O papel destas variáveis fica claro quando se analisa a experiência recente do câmbio no Brasil. Dividimos os últimos quatro anos em quatro períodos, de acordo com o comportamento do diferencial de juros e da atuação do BC. No primeiro período (de mar/03 a set/03), vemos um diferencial de juros positivo, o que resultou na apreciação do câmbio e no acúmulo de reservas. No segundo (set/03 a ago/04), o diferencial médio de juros é negativo, levando à estabilidade do real e a uma perda de reservas. No terceiro e quarto períodos (de ago/04 a dez/05 e desta data em diante), vemos um grande diferencial de juros, mas resultados distintos sobre o câmbio e as reservas.
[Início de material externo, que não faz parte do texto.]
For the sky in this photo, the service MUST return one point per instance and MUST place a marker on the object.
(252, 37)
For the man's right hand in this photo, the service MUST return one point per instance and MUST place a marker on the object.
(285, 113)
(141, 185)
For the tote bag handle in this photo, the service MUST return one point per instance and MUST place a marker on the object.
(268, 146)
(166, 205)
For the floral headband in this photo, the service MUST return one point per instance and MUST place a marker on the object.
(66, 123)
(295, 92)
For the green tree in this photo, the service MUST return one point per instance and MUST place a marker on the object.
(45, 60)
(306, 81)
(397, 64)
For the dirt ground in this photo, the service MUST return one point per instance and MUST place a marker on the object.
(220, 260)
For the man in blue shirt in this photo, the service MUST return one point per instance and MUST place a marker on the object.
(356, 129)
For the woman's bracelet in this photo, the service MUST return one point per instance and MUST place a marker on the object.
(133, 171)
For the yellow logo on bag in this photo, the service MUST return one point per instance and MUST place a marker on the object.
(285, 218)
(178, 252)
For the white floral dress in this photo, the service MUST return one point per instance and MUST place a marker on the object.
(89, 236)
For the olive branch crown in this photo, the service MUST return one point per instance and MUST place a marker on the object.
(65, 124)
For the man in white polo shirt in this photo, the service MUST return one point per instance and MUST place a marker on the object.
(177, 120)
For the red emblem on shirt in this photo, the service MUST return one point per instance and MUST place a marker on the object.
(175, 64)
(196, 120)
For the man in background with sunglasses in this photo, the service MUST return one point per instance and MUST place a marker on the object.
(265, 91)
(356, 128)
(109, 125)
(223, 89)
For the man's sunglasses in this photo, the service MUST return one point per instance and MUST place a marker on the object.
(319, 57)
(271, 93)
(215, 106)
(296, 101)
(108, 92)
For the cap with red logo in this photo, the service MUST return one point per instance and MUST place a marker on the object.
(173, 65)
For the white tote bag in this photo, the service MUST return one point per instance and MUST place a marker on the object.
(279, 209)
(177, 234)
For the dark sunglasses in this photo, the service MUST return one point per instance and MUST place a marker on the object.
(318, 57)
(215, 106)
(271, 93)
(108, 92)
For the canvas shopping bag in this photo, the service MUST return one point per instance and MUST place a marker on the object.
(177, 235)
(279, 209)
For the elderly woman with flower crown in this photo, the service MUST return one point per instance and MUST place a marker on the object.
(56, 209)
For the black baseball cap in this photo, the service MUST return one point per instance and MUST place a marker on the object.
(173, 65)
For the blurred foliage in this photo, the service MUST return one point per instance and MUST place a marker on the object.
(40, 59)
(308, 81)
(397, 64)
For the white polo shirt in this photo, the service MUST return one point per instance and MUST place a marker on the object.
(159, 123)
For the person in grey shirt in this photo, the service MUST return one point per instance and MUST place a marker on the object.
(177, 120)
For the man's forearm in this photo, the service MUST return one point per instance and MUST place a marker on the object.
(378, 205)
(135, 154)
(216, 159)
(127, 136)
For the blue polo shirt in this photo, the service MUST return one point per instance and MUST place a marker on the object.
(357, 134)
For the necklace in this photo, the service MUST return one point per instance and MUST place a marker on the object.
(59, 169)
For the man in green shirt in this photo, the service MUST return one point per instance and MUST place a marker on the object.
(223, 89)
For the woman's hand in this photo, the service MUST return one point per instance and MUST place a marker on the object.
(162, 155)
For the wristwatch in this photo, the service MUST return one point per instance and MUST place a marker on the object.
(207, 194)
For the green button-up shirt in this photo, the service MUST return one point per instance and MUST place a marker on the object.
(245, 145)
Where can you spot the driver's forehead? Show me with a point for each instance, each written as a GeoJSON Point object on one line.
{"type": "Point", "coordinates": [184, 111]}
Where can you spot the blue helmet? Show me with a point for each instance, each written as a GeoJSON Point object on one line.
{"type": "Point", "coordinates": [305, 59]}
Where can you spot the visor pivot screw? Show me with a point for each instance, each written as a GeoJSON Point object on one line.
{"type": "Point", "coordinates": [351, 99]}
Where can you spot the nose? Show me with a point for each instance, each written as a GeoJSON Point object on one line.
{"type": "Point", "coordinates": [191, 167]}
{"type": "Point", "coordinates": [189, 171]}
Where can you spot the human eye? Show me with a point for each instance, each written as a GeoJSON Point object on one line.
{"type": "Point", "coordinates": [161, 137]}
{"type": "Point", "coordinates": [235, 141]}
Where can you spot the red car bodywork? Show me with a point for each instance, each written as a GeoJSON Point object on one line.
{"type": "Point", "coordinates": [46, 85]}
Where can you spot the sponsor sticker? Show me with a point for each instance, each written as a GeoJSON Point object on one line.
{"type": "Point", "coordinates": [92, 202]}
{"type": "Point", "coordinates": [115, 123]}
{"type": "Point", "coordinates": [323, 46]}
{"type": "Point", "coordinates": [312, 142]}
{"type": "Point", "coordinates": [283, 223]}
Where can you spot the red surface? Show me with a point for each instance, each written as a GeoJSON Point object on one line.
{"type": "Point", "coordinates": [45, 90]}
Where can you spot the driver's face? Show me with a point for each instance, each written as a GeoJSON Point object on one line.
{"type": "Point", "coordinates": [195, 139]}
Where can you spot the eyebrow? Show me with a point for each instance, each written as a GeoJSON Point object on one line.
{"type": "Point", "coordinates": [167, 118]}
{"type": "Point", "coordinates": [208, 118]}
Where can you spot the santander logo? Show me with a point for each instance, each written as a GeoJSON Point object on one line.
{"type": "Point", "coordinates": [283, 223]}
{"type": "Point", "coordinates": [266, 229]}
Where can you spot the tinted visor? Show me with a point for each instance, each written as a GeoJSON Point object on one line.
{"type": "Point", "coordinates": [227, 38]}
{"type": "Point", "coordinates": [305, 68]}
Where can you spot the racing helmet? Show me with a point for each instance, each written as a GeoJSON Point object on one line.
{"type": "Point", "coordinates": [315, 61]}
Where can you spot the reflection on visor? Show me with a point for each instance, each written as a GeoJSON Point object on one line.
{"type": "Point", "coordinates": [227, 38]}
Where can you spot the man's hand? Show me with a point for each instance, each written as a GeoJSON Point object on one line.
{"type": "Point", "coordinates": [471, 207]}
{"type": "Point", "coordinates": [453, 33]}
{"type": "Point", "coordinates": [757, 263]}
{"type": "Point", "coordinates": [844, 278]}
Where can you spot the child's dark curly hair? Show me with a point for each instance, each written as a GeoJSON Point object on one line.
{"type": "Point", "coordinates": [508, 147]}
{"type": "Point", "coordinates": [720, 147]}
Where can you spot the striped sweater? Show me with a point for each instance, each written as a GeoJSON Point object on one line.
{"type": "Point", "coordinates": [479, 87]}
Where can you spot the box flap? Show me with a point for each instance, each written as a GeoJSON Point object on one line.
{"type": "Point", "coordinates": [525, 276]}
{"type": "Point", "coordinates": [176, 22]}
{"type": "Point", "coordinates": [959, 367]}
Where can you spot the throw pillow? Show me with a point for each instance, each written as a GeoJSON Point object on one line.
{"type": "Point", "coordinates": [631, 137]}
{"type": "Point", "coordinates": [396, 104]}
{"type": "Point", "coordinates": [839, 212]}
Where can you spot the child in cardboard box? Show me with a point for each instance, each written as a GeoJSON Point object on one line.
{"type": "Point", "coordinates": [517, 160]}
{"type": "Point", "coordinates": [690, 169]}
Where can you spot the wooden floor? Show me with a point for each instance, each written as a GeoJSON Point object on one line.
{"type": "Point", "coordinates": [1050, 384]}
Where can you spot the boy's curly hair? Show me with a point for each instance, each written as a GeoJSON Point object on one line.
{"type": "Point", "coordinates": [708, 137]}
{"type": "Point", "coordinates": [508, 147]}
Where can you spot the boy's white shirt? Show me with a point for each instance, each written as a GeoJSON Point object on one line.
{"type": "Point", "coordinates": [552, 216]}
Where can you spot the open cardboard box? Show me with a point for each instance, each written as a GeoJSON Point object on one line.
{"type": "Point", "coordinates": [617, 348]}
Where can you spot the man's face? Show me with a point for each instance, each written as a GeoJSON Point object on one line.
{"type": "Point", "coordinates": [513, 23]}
Num primeiro momento, o câmbio sofre uma forte apreciação e vemos um leve acréscimo nas reservas; em seguida, o papel se inverte, e o câmbio se estabiliza e vemos um ritmo quase explosivo de acumulação de reservas.

A experiência recente reforça, portanto, a idéia de que a taxa de juros é relevante sim na determinação da taxa real de câmbio. Isto não implica a irrelevância de outros fatores. O superávit em transações correntes é certamente o fator mais relevante no processo de apreciação do real; ele influencia o câmbio tanto diretamente, devido ao maior ingresso de divisas, quanto indiretamente, ao reduzir o passivo externo líquido e, conseqüentemente, a percepção de risco do país, o que eleva o diferencial de juros e aprecia o câmbio (além do efeito sobre a taxa de câmbio futura de equilíbrio, pelo menor custo do passivo externo líquido).

A conclusão a que se chega é que, apesar da influência de outras variáveis, a taxa de juros também é relevante para se explicar corretamente os movimentos do câmbio. A estreita relação entre os juros e o câmbio é destacada tanto pela experiência internacional quanto pela teoria econômica e não seriam os nossos ventos tropicais que mudariam este fato.

Joaquim Elói Cirne de Toledo, Ph.D. em economia pelo MIT (Massachusetts Institute of Technology), ex-professor de economia da FEA/USP, é diretor da área de Gestão de Recursos de Terceiros do Banco Nossa Caixa.

Dejanir Henrique Silva é graduando do curso de economia da FEA/USP e funcionário da área de Gestão de Recursos de Terceiros do Banco Nossa Caixa.